This juice now has body, balance and booze! My WIP recipe is below. Next I shall try it with 1% FA Meringue in place of the NF Malt.

*TENNESSEE FIRE*
TFA Cinnamon Red Hot 4.0 %
FA Brandy 1.0 %
FA Whiskey 1.0 %
FA Butterscotch 1.0 %
FLV Rich Cinnamon 0.5 %
NF Malt 0.5 %
TFA Brown Sugar 0.5 %
TFA Toasted Marshmallow 0.5 %

Total flavour: 9.0 %
*EDIT*: A better version below.

Reactions: Like 4 | Winner 4


----------



## RichJB

That's looking good, @Andre.

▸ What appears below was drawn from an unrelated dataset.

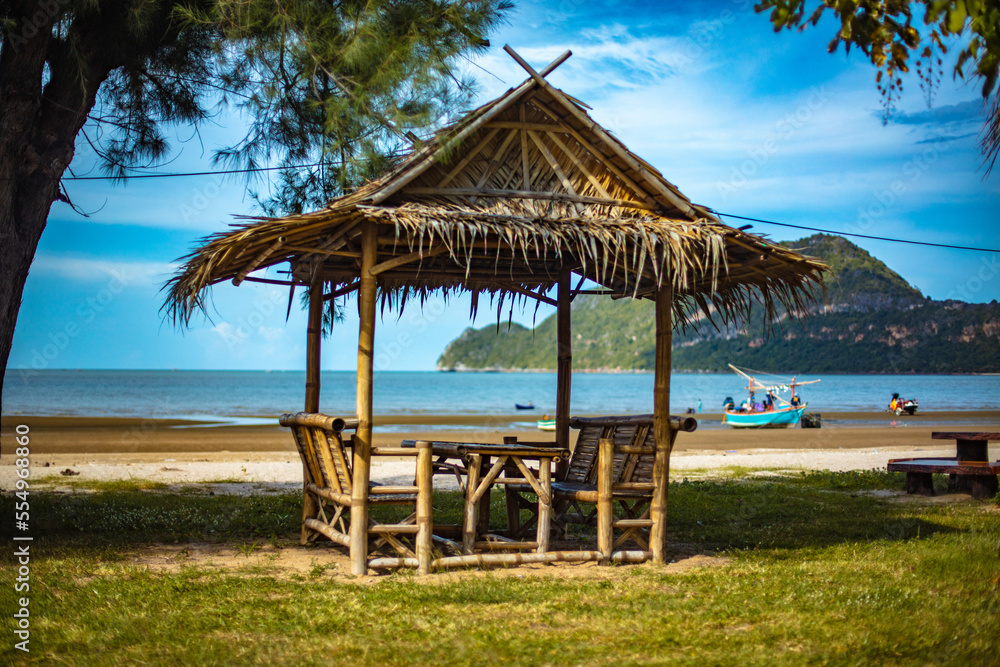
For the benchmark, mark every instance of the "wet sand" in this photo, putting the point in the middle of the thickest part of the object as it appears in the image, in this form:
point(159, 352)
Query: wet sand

Clyrolinx also makes a Malt which is decent although I don't know if it will sub well for the NF.

Reactions: Like 2


----------



## Silver

@Andre that sounds awesome!!!

Reactions: Like 2


----------



## Hardtail1969

@Andre, sounds awesome. Cant wait to have all the goodies to make this

Sent from my SM-A700FD using Tapatalk

Reactions: Like 2


----------



## Andre

Hardtail1969 said:


> @Andre, sounds awesome. Cant wait to have all the goodies to make this
> 
> Sent from my SM-A700FD using Tapatalk


I am still tweaking it and shall report as I go along. Thus, regard the above recipe as work in progress - not bad, but not as good as can be.

Reactions: Like 2


----------



## Andre

Made 6 more versions of Tennessee Fire. Blind tasting of those and the other version above yesterday evening. Taking sips of the real liqueur in between. Tasting team: HRH, DIL and yours truly.

*A. THE CLOSEST*
General consensus that this one is the closest to the real Jack Daniels Tennessee Fire

TFA Kentucky Bourbon 6.0 % (FA Whiskey at 3 % can be substituted)
TFA Cinnamon Red Hot 4.0 %
FA Butterscotch 1.0 %
FLV Rich Cinnamon 0.5 %
NF Malt 0.5 % (FA Meringue at 1 % can be substituted)
TFA Brown Sugar 0.5 %
TFA Toasted Marshmallow 0.5 %

*B. THE BEST*
This one not as close to the real McCoy, but a more nuanced base for the Cinnamon. This is basically HIC's Black Barrel Whiskey Mac (Whiskey a bit higher than in the original) to which Cinnamon has been added. A 2 in 1, for this juice without the Cinnamon is awesome by itself. It ages beautifully. 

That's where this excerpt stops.